L’ACPR réclame la séparation des pouvoirs à la tête des assureurs

Franck Joselin
L’ACPR recommande avec vigueur la séparation des fonctions de président et de directeur général des organismes d’assurance, quitte à revoir la réglementation pour cela.

Cinq ans après l’adoption de la directive Solvabilité 2, qui a fixé les règles de gouvernance applicables aux organismes d’assurance, force est de constater que le chemin vers une organisation et un fonctionnement optimaux des organes de direction reste encore long. Dans un rapport publié le 15 juillet, l’Autorité de contrôle prudentiel et de résolution (ACPR) met en avant plusieurs points à améliorer sur le sujet.

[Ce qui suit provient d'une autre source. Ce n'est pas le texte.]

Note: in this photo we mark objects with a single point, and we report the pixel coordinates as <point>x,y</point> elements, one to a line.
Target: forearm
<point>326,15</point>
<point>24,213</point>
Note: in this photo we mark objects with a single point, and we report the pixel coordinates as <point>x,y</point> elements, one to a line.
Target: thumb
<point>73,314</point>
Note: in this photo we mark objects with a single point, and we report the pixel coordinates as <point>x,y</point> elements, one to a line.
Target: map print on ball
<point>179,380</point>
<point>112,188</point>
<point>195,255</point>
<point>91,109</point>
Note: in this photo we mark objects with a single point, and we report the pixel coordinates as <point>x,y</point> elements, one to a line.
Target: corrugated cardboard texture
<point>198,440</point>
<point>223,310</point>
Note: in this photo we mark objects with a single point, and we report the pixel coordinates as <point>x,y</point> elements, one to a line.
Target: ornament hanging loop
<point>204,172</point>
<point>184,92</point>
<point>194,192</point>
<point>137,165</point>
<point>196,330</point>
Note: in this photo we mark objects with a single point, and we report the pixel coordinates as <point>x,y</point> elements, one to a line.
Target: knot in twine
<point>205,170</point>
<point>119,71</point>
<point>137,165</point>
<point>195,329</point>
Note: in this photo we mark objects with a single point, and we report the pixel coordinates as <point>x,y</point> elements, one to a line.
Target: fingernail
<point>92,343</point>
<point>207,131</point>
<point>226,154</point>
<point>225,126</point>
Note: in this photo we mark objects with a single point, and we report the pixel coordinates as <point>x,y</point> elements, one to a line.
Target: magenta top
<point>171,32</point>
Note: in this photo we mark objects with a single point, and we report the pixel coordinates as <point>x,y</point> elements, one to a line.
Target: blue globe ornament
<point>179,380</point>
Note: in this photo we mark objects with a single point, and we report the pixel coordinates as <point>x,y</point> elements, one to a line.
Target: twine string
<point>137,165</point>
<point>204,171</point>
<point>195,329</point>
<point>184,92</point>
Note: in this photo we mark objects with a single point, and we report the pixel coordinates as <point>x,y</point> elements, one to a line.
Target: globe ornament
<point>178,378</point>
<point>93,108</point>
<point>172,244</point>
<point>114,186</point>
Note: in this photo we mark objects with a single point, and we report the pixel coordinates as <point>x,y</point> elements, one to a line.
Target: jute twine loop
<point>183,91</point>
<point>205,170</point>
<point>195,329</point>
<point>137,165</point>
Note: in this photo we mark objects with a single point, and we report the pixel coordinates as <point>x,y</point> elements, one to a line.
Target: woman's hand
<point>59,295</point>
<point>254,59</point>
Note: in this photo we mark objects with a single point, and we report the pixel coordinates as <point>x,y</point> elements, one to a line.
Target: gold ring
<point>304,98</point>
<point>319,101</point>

L’ACPR souligne que si la séparation des fonctions de président du conseil d’administration et de directeur général est de plus en plus répandue dans les grandes entreprises, certaines d’entre elles restent à l’écart de ces règles. Or, l’Autorité recommande «la séparation à tous les organismes qu’elle supervise et s’attend à ce qu’elle soit la norme dans les sociétés cotées et dans les groupes d’assurance de grande taille». L’ACPR avait d’ailleurs, à la fin de l’année dernière, tancé dans une lettre Thierry Derez, le président directeur général de Covéa, s’interrogeant sur «la concentration des pouvoirs entre les mains du patron et de ses proches, tant au conseil d'administration qu'au comité exécutif». De son côté, le réassureur Scor est régulièrement interpellé en assemblée générale par certains actionnaires qui demandent la scission des fonctions de président et de directeur général de Denis Kessler.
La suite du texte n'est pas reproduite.